We never catch Hoffman in the act of impersonating the late
author. This is a carefully studied performance, right down
to the way he adjusts his glasses when he’s trying to
emotionally distance himself from a conversation.
Capote’s friends, particularly Harper Lee (Catherine
Keener), are willing to put up with the odd bit of excess.

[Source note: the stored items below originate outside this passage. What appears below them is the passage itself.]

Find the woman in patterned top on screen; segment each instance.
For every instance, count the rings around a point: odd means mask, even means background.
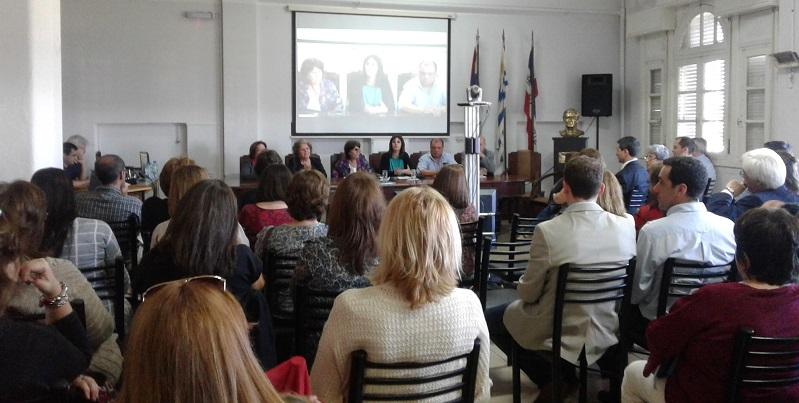
[[[361,142],[349,140],[344,143],[344,155],[333,167],[331,179],[346,178],[353,172],[372,172],[369,161],[361,153]]]
[[[459,224],[477,221],[477,209],[469,203],[469,188],[466,186],[466,173],[463,165],[447,165],[441,168],[433,181],[433,189],[441,193],[455,210]],[[474,249],[464,248],[463,274],[474,273]]]
[[[405,152],[405,139],[392,136],[388,151],[380,157],[380,171],[388,171],[391,176],[410,175],[411,157]]]
[[[255,245],[256,237],[264,227],[294,221],[286,205],[286,189],[290,180],[291,171],[283,164],[269,165],[261,173],[258,179],[258,203],[244,206],[239,213],[239,223],[250,245]]]

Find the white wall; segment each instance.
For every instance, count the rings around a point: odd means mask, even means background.
[[[799,2],[780,0],[776,51],[799,52]],[[772,137],[799,148],[799,68],[780,70],[774,81]]]

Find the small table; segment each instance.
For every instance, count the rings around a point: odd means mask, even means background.
[[[152,184],[137,183],[135,185],[129,185],[128,196],[135,196],[141,199],[141,201],[144,201],[144,196],[151,190],[153,190]]]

But the moral centre for this film is actually one of its
more minor characters: Alvin Dewey (Chris Cooper), the Kansas
sheriff investigating the tragic murder of an entire family,
which Capote would eventually use as a basis for his ‘non-fiction
novel’ In Cold Blood.
It’s never explicitly spelled out in the film, but something
about Cooper’s manner shows he’s not as taken
by Capote as everyone else is. Dewey is polite, friendly and
professional, but he can sense the writer’s insincerity,
perhaps even before the audience can.
A great deal can be read into an impassioned line of dialogue
I wrote down before I understood it: “Ever since I was
a child, folks have thought they had me pegged because of
the way I am, the way I talk,” says Capote. “And
they’re always wrong.”
The line takes on a new meaning later, when we catch Capote
outright lying to Perry Smith (Clifton Collins Jr.), one of
the killers who was sentenced to hang. How Capote feels toward
Smith is impossible to determine. He says one thing and writes
another, helps Smith get an appeal but doesn’t want
him to win it, shows sympathy but… I don’t know.